Newbie question

Erik Max Francis max at alcyone.com
Tue Apr 16 14:37:28 EDT 2002


Ante wrote:

> Um.. and shouldn't one read the article before replying?
> 
> If this is solely a scope problem, then why does it work if you
> replace
> 'num += 1' with 'print num'?

Because Python looks for variables differently if a name is being bound
(or rebound) instead of simply referenced.

If you simply reference the name (e.g., print num), the interpreter has
no problem figuring out you mean the global num.  If you bind it (num =
...) however, the interpreter can't know whether you mean the global num
or a new, local num.  So you have to tell the interpeter you mean the
global one with the use of the global keyword (global num).

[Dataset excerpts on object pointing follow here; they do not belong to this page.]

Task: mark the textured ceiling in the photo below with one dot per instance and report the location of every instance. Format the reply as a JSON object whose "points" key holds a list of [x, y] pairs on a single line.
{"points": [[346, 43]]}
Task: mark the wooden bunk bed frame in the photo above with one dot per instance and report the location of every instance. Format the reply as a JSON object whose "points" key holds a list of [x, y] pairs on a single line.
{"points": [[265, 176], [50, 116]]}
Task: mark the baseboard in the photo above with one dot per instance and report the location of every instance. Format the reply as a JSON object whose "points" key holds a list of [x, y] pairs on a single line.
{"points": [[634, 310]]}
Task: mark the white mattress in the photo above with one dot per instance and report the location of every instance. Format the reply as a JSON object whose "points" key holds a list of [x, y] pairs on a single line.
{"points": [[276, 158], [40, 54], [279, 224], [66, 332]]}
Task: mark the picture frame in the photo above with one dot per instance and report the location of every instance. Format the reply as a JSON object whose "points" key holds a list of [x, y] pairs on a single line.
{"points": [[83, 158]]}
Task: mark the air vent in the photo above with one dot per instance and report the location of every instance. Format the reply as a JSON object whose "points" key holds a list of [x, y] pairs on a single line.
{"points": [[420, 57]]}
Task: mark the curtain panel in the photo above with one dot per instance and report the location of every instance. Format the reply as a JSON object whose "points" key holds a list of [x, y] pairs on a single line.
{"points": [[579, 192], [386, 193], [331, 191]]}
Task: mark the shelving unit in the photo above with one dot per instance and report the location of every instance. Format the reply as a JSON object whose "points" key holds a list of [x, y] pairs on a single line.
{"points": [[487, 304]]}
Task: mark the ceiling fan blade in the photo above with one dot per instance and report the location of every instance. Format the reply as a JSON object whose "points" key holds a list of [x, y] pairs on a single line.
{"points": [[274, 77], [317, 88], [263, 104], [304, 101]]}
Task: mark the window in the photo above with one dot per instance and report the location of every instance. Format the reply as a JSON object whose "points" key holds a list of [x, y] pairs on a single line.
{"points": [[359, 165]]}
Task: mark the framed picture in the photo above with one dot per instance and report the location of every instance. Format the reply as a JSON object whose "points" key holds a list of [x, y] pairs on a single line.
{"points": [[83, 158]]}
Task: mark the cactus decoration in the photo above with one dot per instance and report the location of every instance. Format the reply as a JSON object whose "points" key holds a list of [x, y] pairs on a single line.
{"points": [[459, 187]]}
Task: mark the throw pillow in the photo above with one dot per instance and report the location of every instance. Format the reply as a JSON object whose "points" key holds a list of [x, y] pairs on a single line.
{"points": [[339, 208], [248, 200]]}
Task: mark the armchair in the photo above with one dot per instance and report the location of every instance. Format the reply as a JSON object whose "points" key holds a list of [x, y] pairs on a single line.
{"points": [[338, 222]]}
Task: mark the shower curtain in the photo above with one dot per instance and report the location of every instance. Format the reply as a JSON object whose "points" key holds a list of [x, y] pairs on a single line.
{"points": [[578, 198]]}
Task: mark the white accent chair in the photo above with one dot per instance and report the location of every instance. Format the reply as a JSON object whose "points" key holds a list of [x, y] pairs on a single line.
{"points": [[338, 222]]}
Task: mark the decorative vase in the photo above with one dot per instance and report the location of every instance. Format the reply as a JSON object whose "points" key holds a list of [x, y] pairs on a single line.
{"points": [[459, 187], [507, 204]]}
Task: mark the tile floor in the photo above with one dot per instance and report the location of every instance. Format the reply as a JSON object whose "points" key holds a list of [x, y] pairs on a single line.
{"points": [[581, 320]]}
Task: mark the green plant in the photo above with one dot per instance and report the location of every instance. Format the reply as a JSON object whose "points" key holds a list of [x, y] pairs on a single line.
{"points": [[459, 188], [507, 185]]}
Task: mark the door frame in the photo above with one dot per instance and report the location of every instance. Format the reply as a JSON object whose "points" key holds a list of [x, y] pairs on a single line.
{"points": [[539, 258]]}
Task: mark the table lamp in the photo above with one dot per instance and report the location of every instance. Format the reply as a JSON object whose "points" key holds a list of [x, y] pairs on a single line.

My advice to people new to these scopes issues is to always use the
global keyword when you're referencing global variables, even when it's
not strictly required.  This helps make code more self-documenting,
makes it clear to others (including yourself at a later time) what you
had intended to do, and means you don't have to modify your code later
should you decide to change a simple reference into a binding later on.

> Shouldn't it say 'referencing local before assignment yada yada yada'
> anyway?

No, because num += 1 is determines to refer to a local variable, and (in
this case) expands to num = num + 1; it's the second num -- the
reference -- that it's complaining about, since it's already determined
that you mean the local binding, not the global one.